2

I'm running some fairly processor-intensive stuff on my PC, and notice my CPU usage looks pretty odd. My PC is a quad-core i7-870, which supposedly has eight virtual cores.
I'm using the Task Parallel library in .NET 4, so expect all cores to be nicely utilised, but am getting information like this from Process Monitor:

CPU usage

Cores 6 and 8 are hardly getting touched, and apart from a brief burst, 4 isn't either.
Is this what I should expect?

DefenestrationDay
  • 3,712
  • 2
  • 33
  • 61
  • computers generally operate as intended so you should be looking into what it is about your algorithm that doesn't scale. You didn't say what your algorithm was. Even if you ignore the virtual processors then your CPU utilisation is very poor. – David Heffernan Jun 10 '11 at 06:00
  • 2
    (a) yes (b) profile (c) YMMV - hyperthreading is not multi-coring and as such depends heavily on the type of instruction load and cache saturation etc. – sehe Jun 10 '11 at 06:01
  • @David - by 'poor', you mean 'low'? Even with an average 60% utilisation, I would have (naively, perhaps?) expected the OS to share that out a little better amongst the virtual cores.. – DefenestrationDay Jun 10 '11 at 06:09
  • 1
    @Cap: Affinity keeps threads running on the same core. If you're not using all cores that's a **good** thing. – Rick Sladkey Jun 10 '11 at 06:14
  • OS will prefer to run threads on the processor that last ran the thread for better cache performance. Since your utilisation is so low this means some processors are ignored. – David Heffernan Jun 10 '11 at 06:15
  • I think you are suffering from contention on a lock. Does that sound plausible? – David Heffernan Jun 10 '11 at 06:16
  • @David: Plausible - sure: I'll look into it. I was expecting 100% for this process, actually. It just surprised me with the load (un)balancing.. – DefenestrationDay Jun 10 '11 at 06:20
  • @CapsicumDreams: there's nothing to be gained by sharing it out between all cores. It's often more efficient to run one core at 100% than two cores at 50% each (depends on the exact cache behavior of your code) – jalf Jun 10 '11 at 06:20
  • 1
    @Cap: Another to measure is your GC load. Even with background GC of .NET4, if your GC load is too high, threads will block and you'll never achieve full core utilization. – Rick Sladkey Jun 10 '11 at 06:31

3 Answers3

3

For the most part, yes, I think this looks reasonable. Keep in mind that hyperthreading really just fakes two cores. Each physical core is given two frontends, so it can read two streams of instructions in parallel. But they still share the same execution units. So when one HT core is busy, the execution units are taken, and so its "twin" core will be able to do very little work.

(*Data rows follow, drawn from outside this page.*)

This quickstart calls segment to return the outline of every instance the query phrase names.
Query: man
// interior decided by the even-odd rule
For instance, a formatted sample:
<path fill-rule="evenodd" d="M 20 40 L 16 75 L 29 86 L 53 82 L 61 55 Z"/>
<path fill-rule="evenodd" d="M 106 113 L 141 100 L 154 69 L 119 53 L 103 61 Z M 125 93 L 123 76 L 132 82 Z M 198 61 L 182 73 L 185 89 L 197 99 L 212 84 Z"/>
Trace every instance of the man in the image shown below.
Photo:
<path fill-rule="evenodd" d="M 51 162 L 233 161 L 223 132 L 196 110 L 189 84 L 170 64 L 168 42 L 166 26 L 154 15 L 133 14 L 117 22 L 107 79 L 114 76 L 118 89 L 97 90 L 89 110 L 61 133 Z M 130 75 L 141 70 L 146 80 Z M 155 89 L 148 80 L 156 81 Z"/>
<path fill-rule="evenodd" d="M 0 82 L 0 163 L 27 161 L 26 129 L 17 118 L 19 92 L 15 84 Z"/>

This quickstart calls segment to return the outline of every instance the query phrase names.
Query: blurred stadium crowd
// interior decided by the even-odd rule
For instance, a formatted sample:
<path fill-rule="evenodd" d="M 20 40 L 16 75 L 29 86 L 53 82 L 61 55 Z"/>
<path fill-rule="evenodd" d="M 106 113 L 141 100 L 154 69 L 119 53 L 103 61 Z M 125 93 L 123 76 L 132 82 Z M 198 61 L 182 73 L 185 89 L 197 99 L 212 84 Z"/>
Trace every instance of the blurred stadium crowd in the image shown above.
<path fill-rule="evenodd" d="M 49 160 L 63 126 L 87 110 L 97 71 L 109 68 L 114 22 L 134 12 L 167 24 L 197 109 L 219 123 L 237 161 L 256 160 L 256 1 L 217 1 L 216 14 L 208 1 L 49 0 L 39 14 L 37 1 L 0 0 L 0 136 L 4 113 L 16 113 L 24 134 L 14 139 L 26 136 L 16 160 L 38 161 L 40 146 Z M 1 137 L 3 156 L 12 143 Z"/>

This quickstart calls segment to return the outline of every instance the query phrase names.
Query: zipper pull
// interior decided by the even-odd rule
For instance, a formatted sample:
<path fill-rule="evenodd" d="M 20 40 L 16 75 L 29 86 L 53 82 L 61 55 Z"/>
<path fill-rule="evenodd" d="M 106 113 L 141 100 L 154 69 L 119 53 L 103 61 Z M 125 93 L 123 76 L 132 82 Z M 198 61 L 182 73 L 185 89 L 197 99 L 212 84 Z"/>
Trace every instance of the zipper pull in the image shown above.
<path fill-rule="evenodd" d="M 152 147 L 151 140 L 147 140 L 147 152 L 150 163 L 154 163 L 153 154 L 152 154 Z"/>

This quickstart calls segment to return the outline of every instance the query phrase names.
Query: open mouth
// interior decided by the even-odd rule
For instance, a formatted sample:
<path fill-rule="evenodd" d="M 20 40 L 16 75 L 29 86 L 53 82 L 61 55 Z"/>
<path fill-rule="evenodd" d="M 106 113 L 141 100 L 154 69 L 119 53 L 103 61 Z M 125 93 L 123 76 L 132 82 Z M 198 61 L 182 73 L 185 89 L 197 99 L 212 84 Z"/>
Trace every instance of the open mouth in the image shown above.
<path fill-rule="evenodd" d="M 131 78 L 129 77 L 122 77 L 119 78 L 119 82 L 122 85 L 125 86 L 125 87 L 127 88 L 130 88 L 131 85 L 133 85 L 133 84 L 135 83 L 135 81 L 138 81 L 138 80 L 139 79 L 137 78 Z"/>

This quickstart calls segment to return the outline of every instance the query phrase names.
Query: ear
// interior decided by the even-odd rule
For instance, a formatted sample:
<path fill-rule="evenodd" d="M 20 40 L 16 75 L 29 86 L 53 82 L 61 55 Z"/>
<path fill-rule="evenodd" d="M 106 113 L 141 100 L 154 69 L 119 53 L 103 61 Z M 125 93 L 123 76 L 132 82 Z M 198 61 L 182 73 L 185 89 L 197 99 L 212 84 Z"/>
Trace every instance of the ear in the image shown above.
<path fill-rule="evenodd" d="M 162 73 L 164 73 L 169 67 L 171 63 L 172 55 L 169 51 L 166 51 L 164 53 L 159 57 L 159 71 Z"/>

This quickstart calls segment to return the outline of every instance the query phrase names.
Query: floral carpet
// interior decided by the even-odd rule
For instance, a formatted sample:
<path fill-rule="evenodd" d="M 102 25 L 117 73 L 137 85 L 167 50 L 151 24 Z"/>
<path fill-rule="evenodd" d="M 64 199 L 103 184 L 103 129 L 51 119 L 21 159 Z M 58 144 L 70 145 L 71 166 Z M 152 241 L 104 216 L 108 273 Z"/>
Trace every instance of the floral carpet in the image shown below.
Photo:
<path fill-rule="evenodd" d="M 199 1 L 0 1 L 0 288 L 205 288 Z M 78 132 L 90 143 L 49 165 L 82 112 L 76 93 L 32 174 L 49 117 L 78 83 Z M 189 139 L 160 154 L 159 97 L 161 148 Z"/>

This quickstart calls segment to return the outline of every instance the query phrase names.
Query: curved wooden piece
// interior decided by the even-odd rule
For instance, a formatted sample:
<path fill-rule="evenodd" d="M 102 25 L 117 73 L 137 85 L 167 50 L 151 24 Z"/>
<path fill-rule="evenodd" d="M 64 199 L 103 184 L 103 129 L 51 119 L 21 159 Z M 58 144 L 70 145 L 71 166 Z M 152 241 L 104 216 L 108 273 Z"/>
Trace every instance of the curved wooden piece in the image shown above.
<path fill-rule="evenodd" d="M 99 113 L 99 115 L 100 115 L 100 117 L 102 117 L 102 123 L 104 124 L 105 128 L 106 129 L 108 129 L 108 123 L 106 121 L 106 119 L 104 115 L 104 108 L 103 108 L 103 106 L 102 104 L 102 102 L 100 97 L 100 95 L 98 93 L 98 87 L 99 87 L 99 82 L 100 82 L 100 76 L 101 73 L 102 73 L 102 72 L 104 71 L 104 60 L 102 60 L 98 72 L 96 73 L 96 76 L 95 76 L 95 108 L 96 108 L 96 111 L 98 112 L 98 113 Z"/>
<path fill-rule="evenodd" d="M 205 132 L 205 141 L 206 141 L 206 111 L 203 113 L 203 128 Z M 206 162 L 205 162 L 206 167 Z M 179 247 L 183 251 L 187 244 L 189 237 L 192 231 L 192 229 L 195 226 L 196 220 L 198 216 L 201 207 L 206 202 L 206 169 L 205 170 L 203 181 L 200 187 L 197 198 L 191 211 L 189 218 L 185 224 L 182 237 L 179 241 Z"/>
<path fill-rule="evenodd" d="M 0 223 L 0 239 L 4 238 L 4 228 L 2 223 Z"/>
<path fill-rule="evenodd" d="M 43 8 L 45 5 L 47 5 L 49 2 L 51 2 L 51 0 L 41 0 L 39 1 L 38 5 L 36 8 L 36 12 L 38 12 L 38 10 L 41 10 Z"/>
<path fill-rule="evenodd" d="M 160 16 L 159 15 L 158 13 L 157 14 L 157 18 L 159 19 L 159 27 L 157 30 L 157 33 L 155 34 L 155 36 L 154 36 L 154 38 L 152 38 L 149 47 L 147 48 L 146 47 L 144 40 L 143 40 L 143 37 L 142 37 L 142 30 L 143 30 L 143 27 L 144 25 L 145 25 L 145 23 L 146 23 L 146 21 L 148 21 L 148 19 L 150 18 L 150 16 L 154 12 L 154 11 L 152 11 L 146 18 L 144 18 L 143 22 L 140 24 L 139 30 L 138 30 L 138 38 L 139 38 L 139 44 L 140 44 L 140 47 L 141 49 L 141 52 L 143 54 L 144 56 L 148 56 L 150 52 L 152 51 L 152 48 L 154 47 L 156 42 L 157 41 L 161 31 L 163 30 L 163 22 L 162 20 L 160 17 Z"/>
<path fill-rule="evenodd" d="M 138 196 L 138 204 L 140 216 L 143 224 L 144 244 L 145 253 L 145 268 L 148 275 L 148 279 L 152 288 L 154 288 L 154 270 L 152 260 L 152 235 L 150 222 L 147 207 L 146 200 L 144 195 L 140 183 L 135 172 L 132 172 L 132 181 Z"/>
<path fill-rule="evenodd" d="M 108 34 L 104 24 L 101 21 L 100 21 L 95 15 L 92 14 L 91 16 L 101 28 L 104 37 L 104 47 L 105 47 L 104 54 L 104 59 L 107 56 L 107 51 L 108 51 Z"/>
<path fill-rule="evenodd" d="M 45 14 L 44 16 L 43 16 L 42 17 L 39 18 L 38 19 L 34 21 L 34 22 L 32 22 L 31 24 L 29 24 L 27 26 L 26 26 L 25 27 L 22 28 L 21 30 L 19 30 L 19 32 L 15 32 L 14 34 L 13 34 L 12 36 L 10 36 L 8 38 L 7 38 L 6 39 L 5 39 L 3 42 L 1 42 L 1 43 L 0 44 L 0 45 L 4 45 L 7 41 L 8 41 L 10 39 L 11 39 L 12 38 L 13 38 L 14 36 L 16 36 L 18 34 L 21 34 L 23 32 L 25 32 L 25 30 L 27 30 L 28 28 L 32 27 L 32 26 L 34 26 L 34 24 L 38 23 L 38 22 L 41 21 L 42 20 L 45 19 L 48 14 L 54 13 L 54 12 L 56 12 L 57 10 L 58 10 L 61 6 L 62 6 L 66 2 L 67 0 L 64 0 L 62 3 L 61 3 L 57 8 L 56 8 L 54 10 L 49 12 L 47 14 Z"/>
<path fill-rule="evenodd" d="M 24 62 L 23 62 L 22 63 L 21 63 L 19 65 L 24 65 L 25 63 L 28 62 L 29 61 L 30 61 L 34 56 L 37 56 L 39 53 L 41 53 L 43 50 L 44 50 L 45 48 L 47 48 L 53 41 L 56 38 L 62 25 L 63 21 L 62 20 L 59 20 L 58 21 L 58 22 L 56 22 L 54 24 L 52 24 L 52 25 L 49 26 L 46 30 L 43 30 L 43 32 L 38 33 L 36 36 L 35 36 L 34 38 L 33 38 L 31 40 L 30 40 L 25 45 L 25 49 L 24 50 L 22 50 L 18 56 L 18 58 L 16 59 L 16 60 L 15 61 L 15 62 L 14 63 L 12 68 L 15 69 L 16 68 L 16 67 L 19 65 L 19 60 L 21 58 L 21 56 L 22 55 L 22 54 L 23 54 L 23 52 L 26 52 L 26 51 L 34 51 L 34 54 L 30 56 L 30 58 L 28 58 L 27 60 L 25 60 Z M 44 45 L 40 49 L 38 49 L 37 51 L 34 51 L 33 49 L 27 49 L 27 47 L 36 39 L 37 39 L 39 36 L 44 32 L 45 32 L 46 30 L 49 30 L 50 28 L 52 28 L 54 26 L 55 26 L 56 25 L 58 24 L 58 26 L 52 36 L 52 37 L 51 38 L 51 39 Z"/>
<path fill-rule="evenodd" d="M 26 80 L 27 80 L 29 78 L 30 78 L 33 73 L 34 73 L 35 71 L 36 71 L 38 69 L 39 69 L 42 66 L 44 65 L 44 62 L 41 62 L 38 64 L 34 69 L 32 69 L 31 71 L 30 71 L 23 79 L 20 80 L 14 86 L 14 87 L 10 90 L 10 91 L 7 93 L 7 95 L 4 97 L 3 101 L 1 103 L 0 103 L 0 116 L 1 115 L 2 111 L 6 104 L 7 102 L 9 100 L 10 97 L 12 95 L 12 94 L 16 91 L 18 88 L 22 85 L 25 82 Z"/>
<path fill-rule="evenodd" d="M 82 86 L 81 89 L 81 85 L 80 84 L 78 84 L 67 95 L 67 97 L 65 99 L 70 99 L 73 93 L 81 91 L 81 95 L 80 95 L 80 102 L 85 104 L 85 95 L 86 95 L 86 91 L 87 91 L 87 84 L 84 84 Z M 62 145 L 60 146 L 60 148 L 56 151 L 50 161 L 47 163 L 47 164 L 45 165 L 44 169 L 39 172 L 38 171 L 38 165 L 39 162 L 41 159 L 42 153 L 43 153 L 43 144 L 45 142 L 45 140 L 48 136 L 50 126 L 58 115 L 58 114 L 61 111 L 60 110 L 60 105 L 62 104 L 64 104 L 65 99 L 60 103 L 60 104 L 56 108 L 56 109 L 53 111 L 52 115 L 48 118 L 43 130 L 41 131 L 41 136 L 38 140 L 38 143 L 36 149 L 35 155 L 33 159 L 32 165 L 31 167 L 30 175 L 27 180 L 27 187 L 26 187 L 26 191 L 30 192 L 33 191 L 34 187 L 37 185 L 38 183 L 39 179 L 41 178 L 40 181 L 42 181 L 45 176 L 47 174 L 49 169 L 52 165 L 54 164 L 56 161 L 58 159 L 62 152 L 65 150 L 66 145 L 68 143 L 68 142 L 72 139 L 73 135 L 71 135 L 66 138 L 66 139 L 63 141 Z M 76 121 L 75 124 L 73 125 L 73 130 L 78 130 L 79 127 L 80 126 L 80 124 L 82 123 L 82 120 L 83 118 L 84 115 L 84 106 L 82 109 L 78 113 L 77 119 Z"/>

That seems to be what you're seeing on the first two cores (the second in particular makes it very obvious)

Apart from this, you'll almost never be able to get perfect CPU utilization. Sometimes, a core just has to stall waiting for memory. Sometimes it's executing a costly non-pipelined instruction, effectively blocking the execution units on that physical core for perhaps tens or even hundreds of cycles.

And sometimes, dependencies between instructions might just mean that you don't have anything for one or more cores to execute.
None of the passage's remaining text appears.